Senate Majority Whip Dick Durbin on Tuesday hinted at potential violations of ethics laws following reports that then-White House senior adviser Kellyanne Conway sold her business to a firm with ties to a judicial activist at the same time she was advising President Donald Trump on Supreme Court nominees.
“This is further evidence of the troubling role that Leonard Leo and the Federalist Society played in driving Donald Trump’s judicial selection process,” Durbin (D-Ill.), who is also chair of the Senate Judiciary Committee, said in a statement.
Previously unreported financial documents reviewed by government ethics and finance experts revealed earlier Tuesday that Leo, a longtime judicial activist, appears to have helped facilitate the sale of Conway’s polling company — worth between $1 million and $5 million — via one of his dark money groups.

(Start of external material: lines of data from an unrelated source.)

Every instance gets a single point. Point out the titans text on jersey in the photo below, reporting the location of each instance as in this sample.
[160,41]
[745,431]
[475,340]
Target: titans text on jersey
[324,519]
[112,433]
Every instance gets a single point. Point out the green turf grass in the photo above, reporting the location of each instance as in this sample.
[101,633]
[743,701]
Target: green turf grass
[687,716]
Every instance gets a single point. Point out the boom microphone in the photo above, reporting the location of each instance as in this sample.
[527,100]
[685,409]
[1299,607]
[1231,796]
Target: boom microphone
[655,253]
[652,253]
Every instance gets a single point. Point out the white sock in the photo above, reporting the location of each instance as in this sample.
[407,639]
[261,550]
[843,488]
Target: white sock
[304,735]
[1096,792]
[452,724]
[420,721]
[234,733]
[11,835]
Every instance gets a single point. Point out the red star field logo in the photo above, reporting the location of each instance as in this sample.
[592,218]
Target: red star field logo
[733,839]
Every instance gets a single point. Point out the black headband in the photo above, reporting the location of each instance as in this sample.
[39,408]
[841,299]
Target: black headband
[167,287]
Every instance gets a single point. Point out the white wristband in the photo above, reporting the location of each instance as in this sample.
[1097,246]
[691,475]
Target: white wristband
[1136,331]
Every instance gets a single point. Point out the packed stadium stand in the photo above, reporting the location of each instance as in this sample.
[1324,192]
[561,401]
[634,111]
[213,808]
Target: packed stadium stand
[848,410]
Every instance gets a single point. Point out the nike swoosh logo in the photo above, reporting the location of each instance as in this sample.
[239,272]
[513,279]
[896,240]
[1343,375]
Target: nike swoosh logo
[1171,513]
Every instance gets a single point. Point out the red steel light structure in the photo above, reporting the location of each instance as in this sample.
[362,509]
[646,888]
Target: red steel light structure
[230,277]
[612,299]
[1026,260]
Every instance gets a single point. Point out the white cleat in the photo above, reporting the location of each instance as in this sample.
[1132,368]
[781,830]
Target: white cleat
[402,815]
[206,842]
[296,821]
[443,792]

At the time of the sale in 2017, Conway was one of Trump’s closest advisers and played a key role in advocating for Leo’s list of Supreme Court picks.

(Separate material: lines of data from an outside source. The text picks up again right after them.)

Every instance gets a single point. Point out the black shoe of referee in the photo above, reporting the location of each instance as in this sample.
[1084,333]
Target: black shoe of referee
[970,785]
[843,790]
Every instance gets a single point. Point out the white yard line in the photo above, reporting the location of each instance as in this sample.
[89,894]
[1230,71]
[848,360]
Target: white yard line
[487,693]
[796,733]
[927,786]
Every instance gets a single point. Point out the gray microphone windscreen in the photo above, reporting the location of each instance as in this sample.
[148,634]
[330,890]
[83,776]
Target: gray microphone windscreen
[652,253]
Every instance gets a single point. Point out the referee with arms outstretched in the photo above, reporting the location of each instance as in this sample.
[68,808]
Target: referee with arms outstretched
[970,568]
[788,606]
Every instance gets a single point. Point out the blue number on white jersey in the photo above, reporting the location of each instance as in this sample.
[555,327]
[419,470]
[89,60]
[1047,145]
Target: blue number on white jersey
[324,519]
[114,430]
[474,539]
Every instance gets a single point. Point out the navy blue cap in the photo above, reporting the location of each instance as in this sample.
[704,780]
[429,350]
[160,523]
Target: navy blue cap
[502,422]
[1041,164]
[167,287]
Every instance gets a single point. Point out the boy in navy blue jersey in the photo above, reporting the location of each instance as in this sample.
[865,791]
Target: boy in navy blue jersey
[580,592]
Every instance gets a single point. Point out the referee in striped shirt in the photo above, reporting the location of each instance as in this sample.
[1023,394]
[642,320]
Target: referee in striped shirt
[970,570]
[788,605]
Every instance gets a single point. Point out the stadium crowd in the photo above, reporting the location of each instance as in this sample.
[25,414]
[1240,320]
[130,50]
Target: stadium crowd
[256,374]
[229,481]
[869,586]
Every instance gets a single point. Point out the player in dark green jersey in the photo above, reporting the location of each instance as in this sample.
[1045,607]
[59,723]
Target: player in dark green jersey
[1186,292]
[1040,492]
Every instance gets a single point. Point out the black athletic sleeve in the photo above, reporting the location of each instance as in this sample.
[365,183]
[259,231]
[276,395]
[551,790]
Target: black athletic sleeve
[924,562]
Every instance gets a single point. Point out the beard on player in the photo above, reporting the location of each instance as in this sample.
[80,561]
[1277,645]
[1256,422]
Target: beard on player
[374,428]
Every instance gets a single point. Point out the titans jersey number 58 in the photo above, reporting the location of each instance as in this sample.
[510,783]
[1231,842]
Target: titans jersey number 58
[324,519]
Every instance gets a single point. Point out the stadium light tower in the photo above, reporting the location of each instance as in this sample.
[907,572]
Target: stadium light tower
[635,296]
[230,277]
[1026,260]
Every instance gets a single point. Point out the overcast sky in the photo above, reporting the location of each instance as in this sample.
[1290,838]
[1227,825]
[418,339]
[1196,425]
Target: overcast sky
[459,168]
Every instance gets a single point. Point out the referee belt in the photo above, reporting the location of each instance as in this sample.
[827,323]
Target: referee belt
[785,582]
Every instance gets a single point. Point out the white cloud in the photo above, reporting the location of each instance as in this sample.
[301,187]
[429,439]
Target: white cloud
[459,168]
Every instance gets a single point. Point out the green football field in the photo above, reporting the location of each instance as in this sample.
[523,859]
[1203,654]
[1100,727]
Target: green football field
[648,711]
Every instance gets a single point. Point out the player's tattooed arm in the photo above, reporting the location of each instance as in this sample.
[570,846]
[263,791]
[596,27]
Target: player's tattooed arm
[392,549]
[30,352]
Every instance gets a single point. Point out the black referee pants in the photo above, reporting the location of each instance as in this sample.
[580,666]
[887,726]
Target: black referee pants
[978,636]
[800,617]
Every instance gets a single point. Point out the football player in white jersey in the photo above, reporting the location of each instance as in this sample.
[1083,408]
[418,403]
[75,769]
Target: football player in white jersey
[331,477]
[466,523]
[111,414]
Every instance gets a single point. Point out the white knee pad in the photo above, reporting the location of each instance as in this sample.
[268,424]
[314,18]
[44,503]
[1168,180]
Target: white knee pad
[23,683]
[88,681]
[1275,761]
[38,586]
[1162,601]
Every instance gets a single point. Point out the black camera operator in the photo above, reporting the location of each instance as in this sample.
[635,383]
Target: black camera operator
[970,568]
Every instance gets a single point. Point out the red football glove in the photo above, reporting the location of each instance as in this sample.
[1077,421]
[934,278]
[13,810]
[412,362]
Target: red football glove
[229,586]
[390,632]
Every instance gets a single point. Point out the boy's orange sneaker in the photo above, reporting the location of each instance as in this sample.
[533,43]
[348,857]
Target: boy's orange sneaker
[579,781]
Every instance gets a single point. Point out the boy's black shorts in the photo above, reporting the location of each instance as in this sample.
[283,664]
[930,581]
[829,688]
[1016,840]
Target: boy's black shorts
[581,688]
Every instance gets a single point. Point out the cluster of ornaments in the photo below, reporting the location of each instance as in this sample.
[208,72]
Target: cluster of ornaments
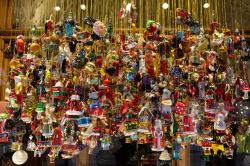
[70,87]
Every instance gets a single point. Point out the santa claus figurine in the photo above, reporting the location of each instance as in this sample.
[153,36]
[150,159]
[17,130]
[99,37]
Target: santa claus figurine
[157,136]
[57,137]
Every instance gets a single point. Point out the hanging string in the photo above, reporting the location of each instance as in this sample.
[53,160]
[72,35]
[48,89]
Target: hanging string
[241,20]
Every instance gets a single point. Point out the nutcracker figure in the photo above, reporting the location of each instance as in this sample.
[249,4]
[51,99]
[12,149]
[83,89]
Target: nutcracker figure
[157,134]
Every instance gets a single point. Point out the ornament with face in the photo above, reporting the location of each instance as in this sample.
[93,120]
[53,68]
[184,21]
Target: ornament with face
[69,26]
[20,45]
[59,29]
[99,29]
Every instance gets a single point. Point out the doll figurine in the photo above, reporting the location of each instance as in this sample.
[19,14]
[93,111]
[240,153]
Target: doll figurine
[157,136]
[69,26]
[57,136]
[219,124]
[20,45]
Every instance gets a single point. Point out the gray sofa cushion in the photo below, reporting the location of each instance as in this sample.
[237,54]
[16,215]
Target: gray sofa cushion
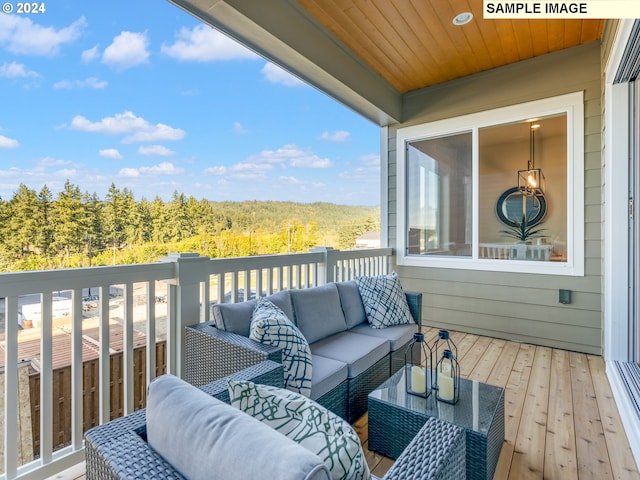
[358,351]
[236,317]
[318,312]
[327,375]
[398,335]
[351,302]
[199,434]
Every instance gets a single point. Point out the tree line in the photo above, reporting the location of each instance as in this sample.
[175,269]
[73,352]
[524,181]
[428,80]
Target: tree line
[73,228]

The transaction, if Leo did help finance it, could have violated federal ethics laws that prevent executive branch employees from using their positions to obtain benefits or private personal gain.
Before Durbin issued his statement, Conway did not respond to repeated emails and text messages from POLITICO requesting comment about the transaction.
Durbin in his statement took a swipe at the Trump administration’s process for nominating judges, while tipping his hat to the Biden administration for following the “advice and consent” process outlined in the Constitution — which states that the president shall seek advice from and obtain the consent of Congress before nominating someone to the federal judiciary.
“Unlike the Trump Administration, President Biden and the Senate, as part of the constitutional advice and consent process, have been driving judicial selection in this Congress,” Durbin said.
Heidi Przybyla contributed to this report.